Figure 1. Articles from different newsgroups stored in a bulk file that expires on August 4, 2003.

When the time comes to expire old news, we simply remove the bulk file and any in-memory references to it.

This is the real beauty of this filesystem, and why we gain so much improvement from doing things this way than the original way. We've changed our disk access from writing tons of tiny files all over the disk to now writing sequentially to a few very large files.
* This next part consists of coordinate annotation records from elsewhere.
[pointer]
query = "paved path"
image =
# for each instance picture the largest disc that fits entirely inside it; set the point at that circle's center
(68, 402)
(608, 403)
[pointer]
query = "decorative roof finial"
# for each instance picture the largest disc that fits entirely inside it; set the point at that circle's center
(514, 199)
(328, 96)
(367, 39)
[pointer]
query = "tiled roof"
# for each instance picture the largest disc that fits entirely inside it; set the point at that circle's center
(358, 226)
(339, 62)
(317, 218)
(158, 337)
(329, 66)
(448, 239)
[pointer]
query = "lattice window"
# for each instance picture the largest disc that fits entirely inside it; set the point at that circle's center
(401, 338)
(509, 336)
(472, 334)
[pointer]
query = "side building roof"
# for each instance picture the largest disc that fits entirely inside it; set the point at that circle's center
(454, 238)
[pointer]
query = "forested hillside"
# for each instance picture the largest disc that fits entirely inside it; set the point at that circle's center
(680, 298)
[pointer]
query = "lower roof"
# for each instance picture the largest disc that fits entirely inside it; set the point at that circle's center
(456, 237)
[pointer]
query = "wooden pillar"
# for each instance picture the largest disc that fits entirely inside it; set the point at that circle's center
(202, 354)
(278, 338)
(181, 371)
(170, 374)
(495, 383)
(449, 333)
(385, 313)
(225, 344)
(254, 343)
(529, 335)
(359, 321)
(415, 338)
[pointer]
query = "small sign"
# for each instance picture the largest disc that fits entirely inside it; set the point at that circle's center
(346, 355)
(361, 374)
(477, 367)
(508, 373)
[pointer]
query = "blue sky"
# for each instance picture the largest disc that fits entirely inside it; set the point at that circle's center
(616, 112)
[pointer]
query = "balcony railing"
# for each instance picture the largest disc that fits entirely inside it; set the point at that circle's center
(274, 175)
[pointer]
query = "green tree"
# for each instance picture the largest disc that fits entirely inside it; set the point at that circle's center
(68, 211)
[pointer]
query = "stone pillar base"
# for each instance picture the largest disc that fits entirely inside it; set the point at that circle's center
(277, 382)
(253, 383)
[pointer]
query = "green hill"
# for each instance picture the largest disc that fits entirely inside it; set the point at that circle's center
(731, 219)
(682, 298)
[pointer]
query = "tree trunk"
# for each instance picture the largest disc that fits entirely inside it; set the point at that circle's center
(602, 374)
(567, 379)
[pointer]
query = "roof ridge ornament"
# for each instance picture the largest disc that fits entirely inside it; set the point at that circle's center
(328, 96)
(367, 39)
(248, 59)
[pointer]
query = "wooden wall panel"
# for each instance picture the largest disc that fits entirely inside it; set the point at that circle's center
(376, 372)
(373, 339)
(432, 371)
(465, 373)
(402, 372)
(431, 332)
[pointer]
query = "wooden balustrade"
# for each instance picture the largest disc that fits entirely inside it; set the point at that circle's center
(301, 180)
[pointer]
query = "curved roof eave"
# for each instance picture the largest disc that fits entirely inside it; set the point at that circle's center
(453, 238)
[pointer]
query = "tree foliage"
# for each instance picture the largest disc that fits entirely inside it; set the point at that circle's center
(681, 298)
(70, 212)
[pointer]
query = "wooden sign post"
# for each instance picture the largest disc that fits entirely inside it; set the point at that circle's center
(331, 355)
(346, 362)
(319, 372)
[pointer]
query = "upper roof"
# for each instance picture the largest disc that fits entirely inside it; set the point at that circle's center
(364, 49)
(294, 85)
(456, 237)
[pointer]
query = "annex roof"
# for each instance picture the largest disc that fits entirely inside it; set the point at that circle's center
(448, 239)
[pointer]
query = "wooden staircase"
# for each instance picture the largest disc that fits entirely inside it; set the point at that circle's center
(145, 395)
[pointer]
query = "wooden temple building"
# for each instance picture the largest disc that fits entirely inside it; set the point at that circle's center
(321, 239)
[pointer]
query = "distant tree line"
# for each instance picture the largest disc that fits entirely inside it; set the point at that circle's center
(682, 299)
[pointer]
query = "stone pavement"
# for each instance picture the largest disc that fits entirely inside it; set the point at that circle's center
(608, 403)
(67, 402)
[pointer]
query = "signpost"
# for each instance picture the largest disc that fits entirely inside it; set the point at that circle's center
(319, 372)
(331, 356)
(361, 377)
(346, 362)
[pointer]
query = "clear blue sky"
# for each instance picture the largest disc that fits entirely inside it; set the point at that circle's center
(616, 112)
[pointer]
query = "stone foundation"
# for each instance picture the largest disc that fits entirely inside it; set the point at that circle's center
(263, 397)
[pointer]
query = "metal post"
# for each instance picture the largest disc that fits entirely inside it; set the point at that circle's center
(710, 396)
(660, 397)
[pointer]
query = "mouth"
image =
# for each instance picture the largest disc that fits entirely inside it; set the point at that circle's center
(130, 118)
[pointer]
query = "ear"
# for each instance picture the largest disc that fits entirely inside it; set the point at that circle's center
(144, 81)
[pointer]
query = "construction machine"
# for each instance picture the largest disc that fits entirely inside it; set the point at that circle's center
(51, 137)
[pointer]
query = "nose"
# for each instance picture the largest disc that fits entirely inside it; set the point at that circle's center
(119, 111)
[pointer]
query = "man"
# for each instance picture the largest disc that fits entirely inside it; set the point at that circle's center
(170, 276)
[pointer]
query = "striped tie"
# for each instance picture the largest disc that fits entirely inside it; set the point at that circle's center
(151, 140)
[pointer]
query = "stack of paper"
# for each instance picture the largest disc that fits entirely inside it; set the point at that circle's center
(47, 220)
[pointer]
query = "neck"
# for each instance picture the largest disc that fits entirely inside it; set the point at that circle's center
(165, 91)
For expiration, we've done the same thing—we've changed from deleting tons of tiny files all over the disk to deleting one very large file when it expires. (The in-memory virtual filesystem deletion of the files is very fast; orders of magnitude faster than releasing blocks on disk.)

Note: To give you an idea of the efficiency of this approach, consider that this system was running on a QNX 4 box in the early 1990s, with a 386 at 20 MHz, and a “full” news feed (19.2 kilobaud Trailblazer modem busy over 20 hours per day). When running with cnews, the hard disk was constantly thrashing. When running with VFNews, there was no disk activity, except every five seconds when a cache was flushed. In those days, system administrators would run cnews “expiry” once a day because of the overhead. I was able to run it once per hour with no noticeable impact on the CPU/disk! Also, ISPs would replace their hard disks every so often due to the amount of disk thrashing that was occurring.